La sécheresse est l'une des plus stress abiotiques importants qui affecte négativement la croissance et la productivité des plantes dans le monde entier. Le changement climatique devrait augmenter la fréquence et l'intensité de la sécheresse, un résultat déjà constaté dans de nombreuses régions du monde.
Le sorgho et le maïs sont étroitement liés et sont tous deux adaptés à la production céréalière de saison chaude. Pourtant le sorgho est plus de sécheresse tolérant que le maïs.
Erik J. van Oosterom, chercheur principal pour l'Alliance du Queensland pour l'innovation agricole et alimentaire (QAAFI) à l'Université du Queensland a dirigé une équipe qui a dévoilé certains aspects de pourquoi le sorgho a une meilleure tolérance à la limitation de l'eau que le maïs, mais le maïs a un plus grand potentiel de rendement que le sorgho.

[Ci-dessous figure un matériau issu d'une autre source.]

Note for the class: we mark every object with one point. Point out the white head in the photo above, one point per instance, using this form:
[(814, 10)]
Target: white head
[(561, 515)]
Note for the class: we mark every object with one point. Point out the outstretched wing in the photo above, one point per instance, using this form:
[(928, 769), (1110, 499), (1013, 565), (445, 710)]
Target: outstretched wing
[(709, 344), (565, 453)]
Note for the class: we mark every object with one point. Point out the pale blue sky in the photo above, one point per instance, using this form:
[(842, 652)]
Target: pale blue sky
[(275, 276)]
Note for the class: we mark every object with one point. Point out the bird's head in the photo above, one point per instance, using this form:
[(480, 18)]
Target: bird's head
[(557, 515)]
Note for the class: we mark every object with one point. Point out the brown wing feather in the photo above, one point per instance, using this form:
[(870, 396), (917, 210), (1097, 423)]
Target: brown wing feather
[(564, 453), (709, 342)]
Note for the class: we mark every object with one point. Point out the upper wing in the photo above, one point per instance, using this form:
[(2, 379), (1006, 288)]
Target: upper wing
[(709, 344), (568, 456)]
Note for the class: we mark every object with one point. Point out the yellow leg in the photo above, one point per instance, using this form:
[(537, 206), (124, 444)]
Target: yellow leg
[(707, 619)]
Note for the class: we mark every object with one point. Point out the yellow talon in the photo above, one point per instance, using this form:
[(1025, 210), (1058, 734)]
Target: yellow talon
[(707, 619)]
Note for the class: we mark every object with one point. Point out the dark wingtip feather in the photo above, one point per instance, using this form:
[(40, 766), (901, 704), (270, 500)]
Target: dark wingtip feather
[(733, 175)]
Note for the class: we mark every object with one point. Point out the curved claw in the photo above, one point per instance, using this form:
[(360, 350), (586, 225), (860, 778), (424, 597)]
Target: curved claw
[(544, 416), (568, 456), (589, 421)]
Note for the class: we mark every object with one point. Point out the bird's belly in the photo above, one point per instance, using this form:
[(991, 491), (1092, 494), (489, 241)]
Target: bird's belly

Pour y parvenir, ils ont disséqué et modélisé l'adaptation comparative à la limitation en eau du sorgho et du maïs en ce qui concerne le rôle de l'efficacité de la transpiration, du taux de transpiration et de la hauteur des plantes.
Huit hybrides de maïs, 15 génotypes de sorgho courts (3 nains) et 7 génotypes de sorgho hauts (2 nains) ont été cultivés dans des lysimètres et bien arrosés. Les lysimètres ont fourni la transpiration quotidienne de la plante entière, qui a été convertie en transpiration quotidienne par unité de surface foliaire verte. Les plantes ont été récoltées après l'anthèse et la transpiration totale, la masse sèche des pousses et des racines ont été mesurées pour estimer l'efficacité de la transpiration.
Les auteurs ont constaté que l'espèce et la hauteur avaient un effet limité sur l'efficacité de la transpiration. Cependant, cela a affecté de manière significative la transpiration par unité de surface foliaire verte, qui était associée à des différences dans l'allocation de la biomasse.
Pour analyser les effets des espèces et des différences de hauteur sur le rendement en grain dans une gamme d'environnements, les chercheurs ont ensuite mené des études de simulation en utilisant le APSIM-Sorgho (3nain) et APSIM-Maïs modèles de simulation de la croissance des cultures. Les simulations ont utilisé une efficacité de transpiration commune pour le maïs et le sorgho 3nains, mais une efficacité d'utilisation du rayonnement différente pour refléter les différences observées dans la transpiration par unité de surface foliaire verte.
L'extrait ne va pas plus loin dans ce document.